The researchers suspect that LRRK2 might be preventing immune cells in the brain from degrading cell debris properly, leading to a buildup of protein in neurons that disrupts their function.
“By studying TB, we have found a possible explanation for why LRRK2 mutations are a genetic risk factor for Parkinson's disease,” Dr. Herbst It's exciting when different fields of research connect up in unexpected ways like this!”
“The dogma in the Parkinson's field has been to focus almost exclusively on what is happening to neurons in the brain to make them degenerate,” added co-lead study investigator Patrick Lewis, Ph.D., associate professor in cellular and molecular neuroscience at the University of Reading. “But over the last few years, there has been a growing appreciation of the integral role of other cells in the brain, and particularly the immune system, in keeping neurons healthy. This study reinforces why we should think more broadly about the events that cause neurodegeneration, and that some of the answers to Parkinson's disease might come from immunology.”

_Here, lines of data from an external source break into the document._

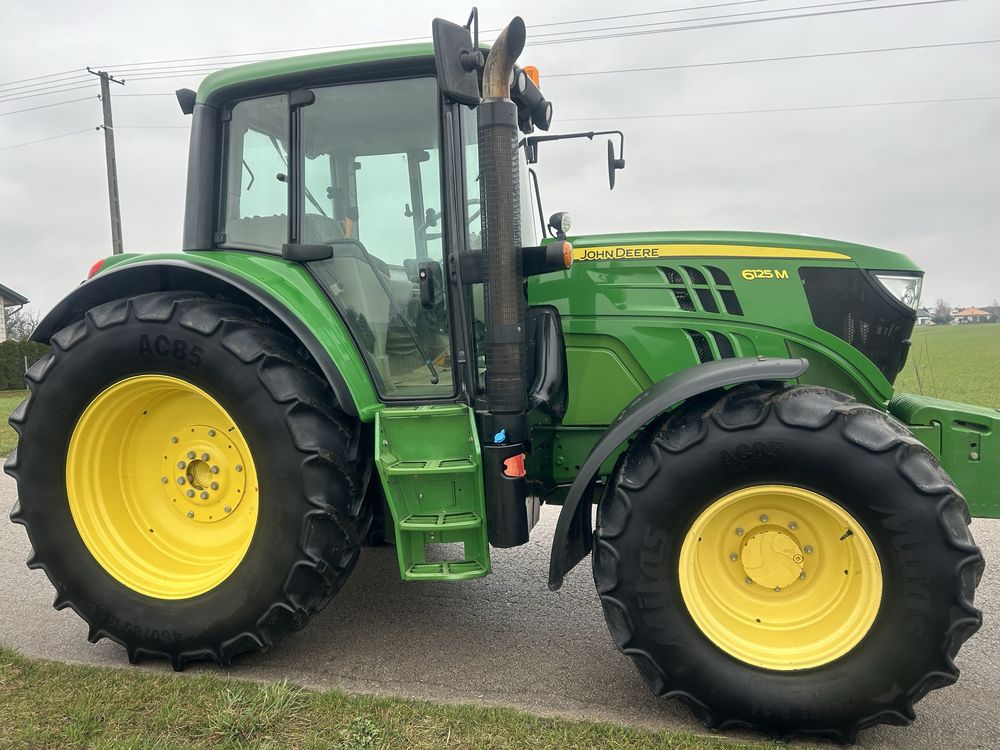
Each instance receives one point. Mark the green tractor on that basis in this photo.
(371, 338)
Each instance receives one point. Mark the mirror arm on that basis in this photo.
(531, 142)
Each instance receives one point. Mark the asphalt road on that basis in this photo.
(502, 640)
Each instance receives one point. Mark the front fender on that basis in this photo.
(284, 289)
(574, 532)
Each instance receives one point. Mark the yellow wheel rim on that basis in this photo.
(162, 487)
(780, 577)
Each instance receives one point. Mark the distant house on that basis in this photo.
(8, 298)
(972, 315)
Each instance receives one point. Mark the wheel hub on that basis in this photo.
(780, 577)
(162, 486)
(772, 558)
(202, 472)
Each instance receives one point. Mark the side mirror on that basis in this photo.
(458, 61)
(613, 163)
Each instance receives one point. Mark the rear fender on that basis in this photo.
(965, 439)
(284, 289)
(574, 531)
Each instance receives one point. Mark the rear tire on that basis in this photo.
(302, 527)
(664, 563)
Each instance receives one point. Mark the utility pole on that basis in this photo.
(109, 155)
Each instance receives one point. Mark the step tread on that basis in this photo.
(443, 520)
(432, 466)
(446, 570)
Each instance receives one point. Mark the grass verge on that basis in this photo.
(49, 705)
(8, 438)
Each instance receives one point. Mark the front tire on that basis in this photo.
(187, 480)
(788, 560)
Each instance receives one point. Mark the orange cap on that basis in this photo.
(567, 254)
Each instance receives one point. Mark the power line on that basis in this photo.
(424, 36)
(36, 78)
(10, 87)
(151, 70)
(783, 109)
(682, 66)
(50, 138)
(46, 106)
(122, 67)
(45, 93)
(742, 22)
(711, 18)
(79, 73)
(773, 59)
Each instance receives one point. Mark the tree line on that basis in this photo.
(17, 350)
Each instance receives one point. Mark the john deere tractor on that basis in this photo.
(371, 337)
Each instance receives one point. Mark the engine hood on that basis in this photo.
(646, 245)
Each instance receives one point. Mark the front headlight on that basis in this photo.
(906, 289)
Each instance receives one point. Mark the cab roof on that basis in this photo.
(216, 83)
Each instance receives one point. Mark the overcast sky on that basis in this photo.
(923, 179)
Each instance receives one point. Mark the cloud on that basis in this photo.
(921, 179)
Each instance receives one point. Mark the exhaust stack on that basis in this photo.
(505, 306)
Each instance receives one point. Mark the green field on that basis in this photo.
(958, 363)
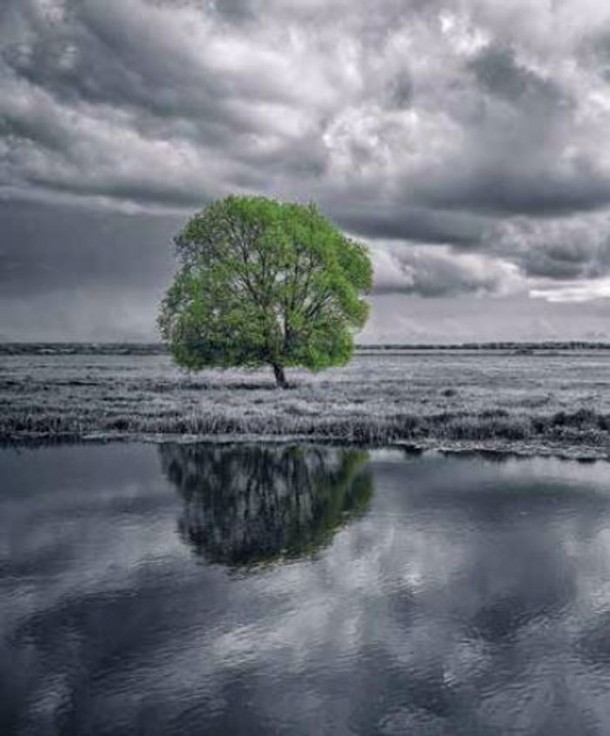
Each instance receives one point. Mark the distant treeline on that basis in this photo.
(510, 346)
(108, 348)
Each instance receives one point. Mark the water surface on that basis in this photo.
(192, 589)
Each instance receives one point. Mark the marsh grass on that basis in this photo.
(459, 399)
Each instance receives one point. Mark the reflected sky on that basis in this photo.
(454, 596)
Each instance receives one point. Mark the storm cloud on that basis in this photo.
(465, 141)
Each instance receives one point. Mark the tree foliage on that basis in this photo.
(264, 283)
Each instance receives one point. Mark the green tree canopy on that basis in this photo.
(262, 282)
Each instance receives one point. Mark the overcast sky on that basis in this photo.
(466, 141)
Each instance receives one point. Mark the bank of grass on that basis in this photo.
(579, 428)
(553, 405)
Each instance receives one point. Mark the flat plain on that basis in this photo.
(537, 403)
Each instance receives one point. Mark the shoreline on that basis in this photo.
(488, 449)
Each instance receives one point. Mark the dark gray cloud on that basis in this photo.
(478, 129)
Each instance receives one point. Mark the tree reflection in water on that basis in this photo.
(247, 504)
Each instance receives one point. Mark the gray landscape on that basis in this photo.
(528, 401)
(304, 368)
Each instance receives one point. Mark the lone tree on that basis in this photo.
(264, 283)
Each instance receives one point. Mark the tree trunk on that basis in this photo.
(280, 377)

Interestingly, these new findings also suggest that LRRK2 inhibitors could be a powerful new way of combating TB, which kills 1.67 million people every year.
“Drug-resistant TB is a serious emerging problem, and boosting the body's own immune defense against TB is an important step in the battle against antibiotic-resistant strains,” concluded senior study investigator Max Gutierrez, Ph.D., group leader at the Crick Institute.